I'm glad you asked that
. Here is a similar graph of my left main speaker (a Phase Technology Velocity series tower), measured at the listener position & height with RS digital meter pointing almost vertical.
http://www.avsforum.com/avs-vb/attac...id=73756&stc=1
What's happening? I believe the "hairy" appearance of the graph at midrange to high frequencies (all frequencies greater than about 300 Hz) is due to comb filtering effects. If you zoom in on any part of the frequency scale, you will see the "hair" is actually narrow, deep minima (or "nulls") at many distinct frequencies. The nulls occur when, at a particular frequency and room location, the amplitudes of the direct sound wave (from the speaker) and all the reflected sound waves (from the walls or even from furniture in the room) sum to zero, or close to zero.
I don't think the "comb filtering" at high frequencies is as annoying to our ears as the graph might suggest. That's partly because each null occurs within a very narrow frequency range, and partly because the nulls are due to reflected sound that is time-delayed (at the listener position) relative to the direct wave. The time delay makes the reflected waves less audible than the earlier direct wave. (That's why we're told to concentrate on treating "early reflections" in room acoustic treatments; the early reflections affect our perception of the sound more than the later reflections.)
Notice that your graph appears flatter than mine below 200 Hz, and significantly flatter below 100 Hz. That may well be the result of the room treatments (absorber panels and cushion): I haven't gotten started with room treatments yet.

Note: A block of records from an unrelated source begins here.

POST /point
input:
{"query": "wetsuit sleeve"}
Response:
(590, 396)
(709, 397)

The next graph presents some evidence that the comb filtering is due to "reflections" that arrive later than the direct sound from the speakers (if my interpretation of the data is correct). This is a graph of exactly the same measurement as before (same speaker, microphone position, and REW data set); the only change is that I reduced the pre-ref and post-ref time domain widths (under Impulse Response controls) from the standard -125 ms to +500 ms, to a range of only -3 ms to +3 ms, which (I think) eliminates even "early" reflections.

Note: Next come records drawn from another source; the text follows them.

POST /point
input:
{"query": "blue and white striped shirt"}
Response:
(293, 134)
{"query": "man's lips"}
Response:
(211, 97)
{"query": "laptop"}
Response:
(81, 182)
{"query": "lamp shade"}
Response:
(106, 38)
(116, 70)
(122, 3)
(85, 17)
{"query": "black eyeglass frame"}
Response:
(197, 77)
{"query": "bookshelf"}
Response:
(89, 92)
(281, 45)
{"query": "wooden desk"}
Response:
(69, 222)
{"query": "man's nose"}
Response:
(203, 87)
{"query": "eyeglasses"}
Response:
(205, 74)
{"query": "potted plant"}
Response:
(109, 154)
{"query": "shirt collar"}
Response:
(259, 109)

http://www.avsforum.com/avs-vb/attac...id=73757&stc=1
The broad peak at 6kHz, followed by a steady rolloff toward higher frequency (in all the graphs being considered here), may be due to the non-flat frequency response of the RS meter. The frequency response corrections that we're using apply only to the low bass region, so we don't know what the RS meter frequency response looks like in the top two or three octaves.
Suppose you want to measure the "inherent" or "room effect free" frequency response of a speaker over the full 20 Hz - 20 kHz range? I believe there are some inexpensive microphone models with relatively flat response and known correction curve from 20 Hz to 20 kHz. But how can the "room effects" on the measurement be minimized? In addition to the time domain narrowing trick (that I already described), the ratio of the direct to reflected sound can be increased by placing the microphone close to the speaker, rather than at the listener position. In fact, the microphone can be placed very close to each driver or "port" on the speaker, and a "near-field" measurement can be done for each driver or port. I've seen these types of "near-field" measurements in audio magazines.

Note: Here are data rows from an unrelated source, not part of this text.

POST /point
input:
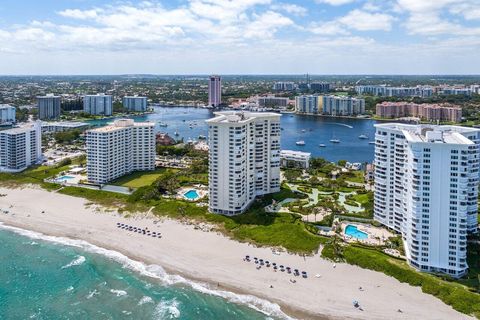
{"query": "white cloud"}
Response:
(290, 8)
(266, 25)
(79, 14)
(328, 28)
(429, 17)
(366, 21)
(335, 2)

For example, here are some measurements from a recent Stereophile review of a speaker with several drivers and ports, the Monitor Audio RS6 (see the color curves in Fig. 3):
http://stereophile.com/floorloudspea...or/index3.html
And here is a picture of the speaker being reviewed:
http://stereophile.com/floorloudspea...tor/index.html
Anyone else have thoughts or information on doing "full-range" (20 Hz - 20 kHz) speaker measurements at home? This topic may have been discussed at some point on the Speaker (rather than Subwoofer) forum, but I haven't tried a search yet.